La paura si trasformò in impresa omerica. Battuta l'Argentina (2-1, con gol di Cabrini e Tardelli), bisognava superare lo scoglio Seleção. Una delle più belle nazionali verdeoro di sempre. In panchina, un vecchio saggio come Telé Santana e in campo le meraviglie di Leo Junior, Toninho Cerezo, Paulo Roberto Falção, Socrates, Zico. Spettacolo e bellezza, con qualche punto debole: il portiere Valdir Peres e il centravanti Serginho. Ai brasiliani, che avevano superato gli argentini 3-1, poteva bastare un pari contro gli azzurri per accedere alla semifinale.

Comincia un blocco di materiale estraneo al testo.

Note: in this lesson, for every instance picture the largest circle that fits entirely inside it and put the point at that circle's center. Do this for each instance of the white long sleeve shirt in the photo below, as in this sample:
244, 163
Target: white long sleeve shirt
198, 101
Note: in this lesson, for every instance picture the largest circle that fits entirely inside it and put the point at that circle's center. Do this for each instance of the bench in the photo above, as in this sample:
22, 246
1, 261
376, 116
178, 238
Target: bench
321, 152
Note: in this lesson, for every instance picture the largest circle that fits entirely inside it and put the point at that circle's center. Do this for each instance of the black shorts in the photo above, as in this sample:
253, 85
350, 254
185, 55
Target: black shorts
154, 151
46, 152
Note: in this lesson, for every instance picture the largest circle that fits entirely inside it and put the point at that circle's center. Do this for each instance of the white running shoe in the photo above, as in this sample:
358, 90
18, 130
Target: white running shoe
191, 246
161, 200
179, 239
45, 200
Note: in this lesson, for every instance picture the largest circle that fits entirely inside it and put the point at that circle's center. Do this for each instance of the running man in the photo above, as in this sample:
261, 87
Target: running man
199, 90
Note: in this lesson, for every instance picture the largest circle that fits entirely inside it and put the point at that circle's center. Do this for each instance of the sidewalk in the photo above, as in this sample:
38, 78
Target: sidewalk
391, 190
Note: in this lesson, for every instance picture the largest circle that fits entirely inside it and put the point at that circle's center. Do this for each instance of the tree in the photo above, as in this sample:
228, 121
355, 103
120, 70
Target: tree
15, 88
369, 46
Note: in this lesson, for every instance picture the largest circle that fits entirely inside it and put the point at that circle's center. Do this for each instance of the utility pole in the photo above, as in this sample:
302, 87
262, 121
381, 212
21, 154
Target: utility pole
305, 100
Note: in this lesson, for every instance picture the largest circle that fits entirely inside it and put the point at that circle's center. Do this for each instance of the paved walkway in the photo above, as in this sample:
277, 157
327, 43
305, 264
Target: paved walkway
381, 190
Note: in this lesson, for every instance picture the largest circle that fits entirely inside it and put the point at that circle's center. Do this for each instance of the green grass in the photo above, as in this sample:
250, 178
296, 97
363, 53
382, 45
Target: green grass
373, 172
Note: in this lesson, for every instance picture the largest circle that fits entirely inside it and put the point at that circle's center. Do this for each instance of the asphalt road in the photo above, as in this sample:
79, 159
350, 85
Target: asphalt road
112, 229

5 luglio 1982: la svolta, la partita che uscì dalla cronaca per trasformarsi in leggenda. In tribuna stampa, a narrare quell'evento, c'erano Giovanni Arpino, mio maestro di letteratura, Mario Soldati, Gianni Brera, Oreste del Buono e giornalisti come Vladimiro Caminiti, Marco Bernardini, Gianni Mura, Mario Sconcerti. Assi tra gli assi. L'Italia vinse 3-2, con una tripletta di Paolo Rossi tornato, come per incantamento, il Pablito del mundial d'Argentina del 1978, a nulla servirono le reti di Socrates e Falção. Ma fondamentale fu la parata, sulla linea bianca, proprio allo scadere del match, di Zoff su un colpo di testa del difensore centrale Oscar Bernardi. Il resto fu una cavalcata trionfale: 2-0 alla Polonia, doppietta di Paolo Rossi, e in finale il 3-1 alla Germania Ovest, rigore fallito da Cabrini, gol di Rossi, Tardelli (con il famoso urlo!), Altobelli e infine l'inutile gol di Breitner. E Sandro Pertini, che alla terza rete, urlava, raggiante: "Non ci prendono più, non ci prendono più!".

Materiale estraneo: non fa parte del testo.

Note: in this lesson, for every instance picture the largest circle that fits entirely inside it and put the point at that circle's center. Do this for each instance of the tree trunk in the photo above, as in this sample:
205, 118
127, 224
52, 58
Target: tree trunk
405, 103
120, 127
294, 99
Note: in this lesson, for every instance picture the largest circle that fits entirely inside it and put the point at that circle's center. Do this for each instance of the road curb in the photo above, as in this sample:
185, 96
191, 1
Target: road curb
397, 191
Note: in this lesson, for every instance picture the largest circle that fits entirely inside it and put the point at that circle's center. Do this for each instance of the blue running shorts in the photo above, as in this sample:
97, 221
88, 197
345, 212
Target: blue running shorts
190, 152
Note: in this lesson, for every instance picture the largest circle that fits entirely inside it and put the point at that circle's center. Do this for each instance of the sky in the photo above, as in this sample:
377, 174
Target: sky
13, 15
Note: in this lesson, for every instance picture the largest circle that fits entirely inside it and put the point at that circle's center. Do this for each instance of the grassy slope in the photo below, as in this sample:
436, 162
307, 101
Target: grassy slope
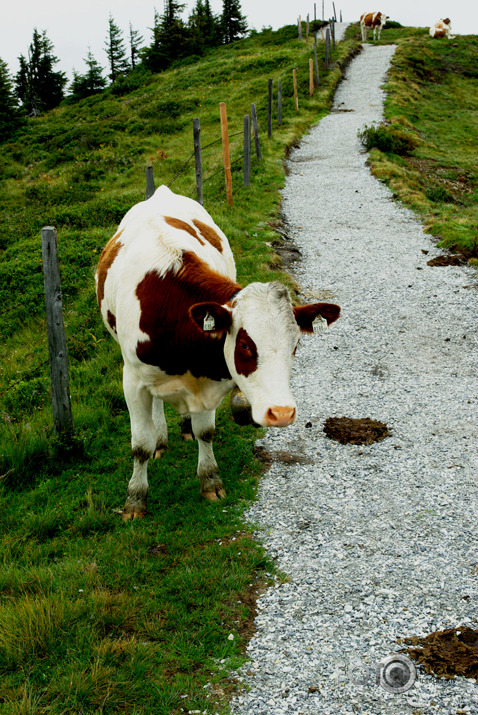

Quella vittoria cambiò molte cose. I quotidiani sportivi, La Gazzetta dello Sport in testa, vendettero milioni di copie, i giocatori cominciarono a chiedere più soldi (Paolo Rossi, Cabrini e Gentile, più Carlo Osti, ma per altri motivi, a Boniperti, prima di un'amichevole dei bianconeri a Casale Monferrato), la gente riscoprì la voglia di scendere in piazza e di festeggiare. Fu una vertigine, probabilmente la fine di un'epoca romantica e poetica. Anche se quel successo portò il campionato italiano a diventare un Eldorado, con gli arrivi di Platini, Maradona, Zico, Boniek, Leo Junior e compagnia bella. Ma oggi molte cose sono cambiate: i giornali stanno conoscendo una profonda crisi, i campioni preferiscono gli ingaggi di Spagna, Inghilterra, Germania e del Psg, la crisi economica porta a ritornare per le strade, ma con rabbia e rancore. L'11 luglio 1982 rimane, in ogni caso, una delle pagine più belle non solo della storia del calcio, ma d'Italia. E io, grazie al mio indimenticabile direttore Piercesare Baretti, c'ero.